Politically, The Continent is split into two factions: a loosely allied series of Kingdoms in the North (helpfully known as the Northern Kingdom), and the southern-based Nilfgaard Empire, who are constantly at war: The Last Witch is set shortly after a war between the two powers, and a second breaks out during the events of Times of Contempt.
Although the world of The Witcher is populated by a vast cast of characters, the books revolve around four particularly important ones: Geralt, Ciri, and the sorceresses Yennefer and Triss.
Geralt is the protagonist of the Witcher saga, and considered to be one of the most powerful Witchers ever — he even encouraged the Witchers to experiment with advanced mutagens on him during training, draining his skin and hair of color and giving him the nickname “White Wolf”. A professional Witcher, Geralt loathes involvement in politics (a popular stance in ‘90s Poland), instead choosing to head out into The Continent and offer his services as a mercenary and monster for hire.
While under the employment of her parents, the King and Queen of Cintra, Geralt invoked the Law of Surprise as payment for his services, claiming the then unborn Ciri for Witcher training. However Geralt didn’t collect the child when she came of age, and after her parents were lost at sea, Ciri was orphaned.
Ciri eventually came across Geralt later in her life after being adopted by a Merchant Geralt was hired by, and the Witcher then decided to take her in for training. Ciri did not go through the mutation process as other Witchers did. Instead, after discovering she also had a natural talent for magic, she was also trained as a powerful sorceress and goes on to play a incredibly key role in the novels and the third Witcher game.

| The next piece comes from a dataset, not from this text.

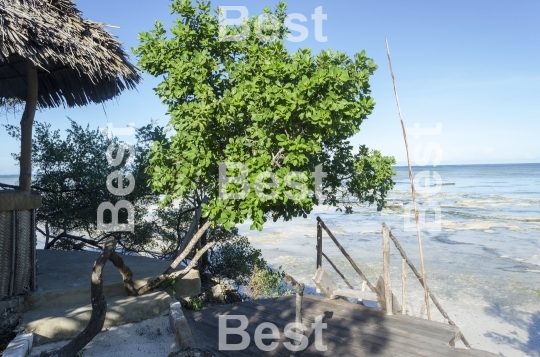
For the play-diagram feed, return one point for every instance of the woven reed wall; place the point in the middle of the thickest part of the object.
(17, 252)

A powerful magic user introduced in The Last Wish, Yennefer is also Geralt’s lover. Born with both human and elven blood, Yennefer was a natural magic user, becoming a sorceress as a young age. As with Witchers, magic use causes the caster to become sterile, so while Yennefer and Geralt could never have children, they essentially adopted Ciri as their own.
In the world of the Witcher, Sorceresses are also infamous for their use of magical glamours to make themselves appear beautiful and extend their life. Yennefer, who is nearly 100 during the books, uses her magic to appear as one of the most beautiful people in the Northern Kingdoms (as well as to hide her hunchback, a deformity only Geralt knows after seeing through her glamour in The Last Wish).

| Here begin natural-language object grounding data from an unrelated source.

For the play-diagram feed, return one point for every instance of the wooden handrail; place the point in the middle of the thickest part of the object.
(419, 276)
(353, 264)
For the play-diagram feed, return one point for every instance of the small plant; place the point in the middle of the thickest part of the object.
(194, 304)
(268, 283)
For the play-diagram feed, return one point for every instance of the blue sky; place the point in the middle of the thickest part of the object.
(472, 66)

In the novels, Triss is a sorceress and close friend to Geralt and Yennefer (and harbors unrequited feelings for Geralt), and becomes a sister figure to Ciri as she begins her training in magic. Her role is much more minor in the Witcher saga compared to the role in the Witcher video games, where she is one of the first people Geralt meets after becoming an amnesiac. Over the course of the games a love triangle forms between Triss, Geralt and Yennefer — who appears in the series for the first time in The Witcher 3 — something that doesn’t actually play out in the novels.